RATP : un bénéfice retrouvé en 2025 mais un trafic toujours affecté par le Covid
On pourrait parler d'un véritable Covid long pour le transport francilien. En 2025, le groupe RATP est redevenu bénéficiaire après la remise à niveau des rémunérations versées par la région Île-de-France et un important effort de productivité. Pourtant, le trafic voyageurs, bien qu'en hausse par rapport à 2024, demeure inférieur à ce qu'il était avant la crise sanitaire liée au Coronavirus.
Des résultats financiers en nette amélioration
L'an passé, le bénéfice net de la RATP s'est élevé à 217 millions d'euros, marquant un retournement spectaculaire après une perte de 25 millions d'euros en 2024 et de 109 millions d'euros en 2023. Le chiffre d'affaires a progressé de 11% pour atteindre 7,93 milliards d'euros.

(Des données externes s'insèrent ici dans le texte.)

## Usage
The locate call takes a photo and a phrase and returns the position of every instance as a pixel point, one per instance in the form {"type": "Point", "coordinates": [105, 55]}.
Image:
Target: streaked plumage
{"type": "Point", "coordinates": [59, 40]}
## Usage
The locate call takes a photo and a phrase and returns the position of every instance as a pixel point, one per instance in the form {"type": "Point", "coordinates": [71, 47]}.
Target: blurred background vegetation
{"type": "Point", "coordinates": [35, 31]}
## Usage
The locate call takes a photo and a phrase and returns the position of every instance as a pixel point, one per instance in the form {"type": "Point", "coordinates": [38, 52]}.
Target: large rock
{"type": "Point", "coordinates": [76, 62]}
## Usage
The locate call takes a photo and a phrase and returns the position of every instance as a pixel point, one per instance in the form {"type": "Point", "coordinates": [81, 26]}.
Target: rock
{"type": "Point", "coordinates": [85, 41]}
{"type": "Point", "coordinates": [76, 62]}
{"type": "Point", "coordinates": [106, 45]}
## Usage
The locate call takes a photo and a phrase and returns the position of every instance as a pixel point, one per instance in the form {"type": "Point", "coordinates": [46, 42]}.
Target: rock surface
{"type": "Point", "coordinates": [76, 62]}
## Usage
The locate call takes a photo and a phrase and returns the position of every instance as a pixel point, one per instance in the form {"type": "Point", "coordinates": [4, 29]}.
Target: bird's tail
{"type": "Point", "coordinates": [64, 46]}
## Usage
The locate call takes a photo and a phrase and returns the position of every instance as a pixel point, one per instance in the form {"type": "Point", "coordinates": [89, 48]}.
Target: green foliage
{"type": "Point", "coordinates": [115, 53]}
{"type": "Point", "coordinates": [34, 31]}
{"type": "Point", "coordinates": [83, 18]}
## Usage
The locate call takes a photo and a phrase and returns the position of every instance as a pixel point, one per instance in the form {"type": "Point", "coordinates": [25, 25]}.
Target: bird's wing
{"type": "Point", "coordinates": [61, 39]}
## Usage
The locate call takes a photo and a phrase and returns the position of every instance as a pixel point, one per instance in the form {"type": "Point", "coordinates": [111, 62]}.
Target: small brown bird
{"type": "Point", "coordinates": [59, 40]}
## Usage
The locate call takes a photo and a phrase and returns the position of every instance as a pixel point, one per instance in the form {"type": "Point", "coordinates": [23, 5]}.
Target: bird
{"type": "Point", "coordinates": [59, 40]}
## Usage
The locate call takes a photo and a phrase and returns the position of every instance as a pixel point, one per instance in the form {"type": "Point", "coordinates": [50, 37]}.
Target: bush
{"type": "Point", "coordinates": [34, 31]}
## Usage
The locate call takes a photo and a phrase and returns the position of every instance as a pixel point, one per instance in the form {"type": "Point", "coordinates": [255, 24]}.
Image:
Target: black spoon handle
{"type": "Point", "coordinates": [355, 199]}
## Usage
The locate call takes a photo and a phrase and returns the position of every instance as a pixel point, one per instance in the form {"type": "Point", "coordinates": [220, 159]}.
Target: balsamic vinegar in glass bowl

La fiabilité remplit les caisses
Ces résultats « témoignent du redressement de la performance opérationnelle du groupe RATP dans ses différentes composantes, et confirment la robustesse de nos fondamentaux économiques et financiers » a souligné dans un communiqué publié ce vendredi le nouveau PDG Xavier Piechaczyk, qui a succédé à Jean Castex, parti diriger la SNCF.
L'amélioration de la qualité de service enregistrée l'an passé a contribué pour 28 millions d'euros à l'amélioration du résultat, grâce aux bonus versés par l'autorité organisatrice des transports Île-de-France Mobilité (IDFM).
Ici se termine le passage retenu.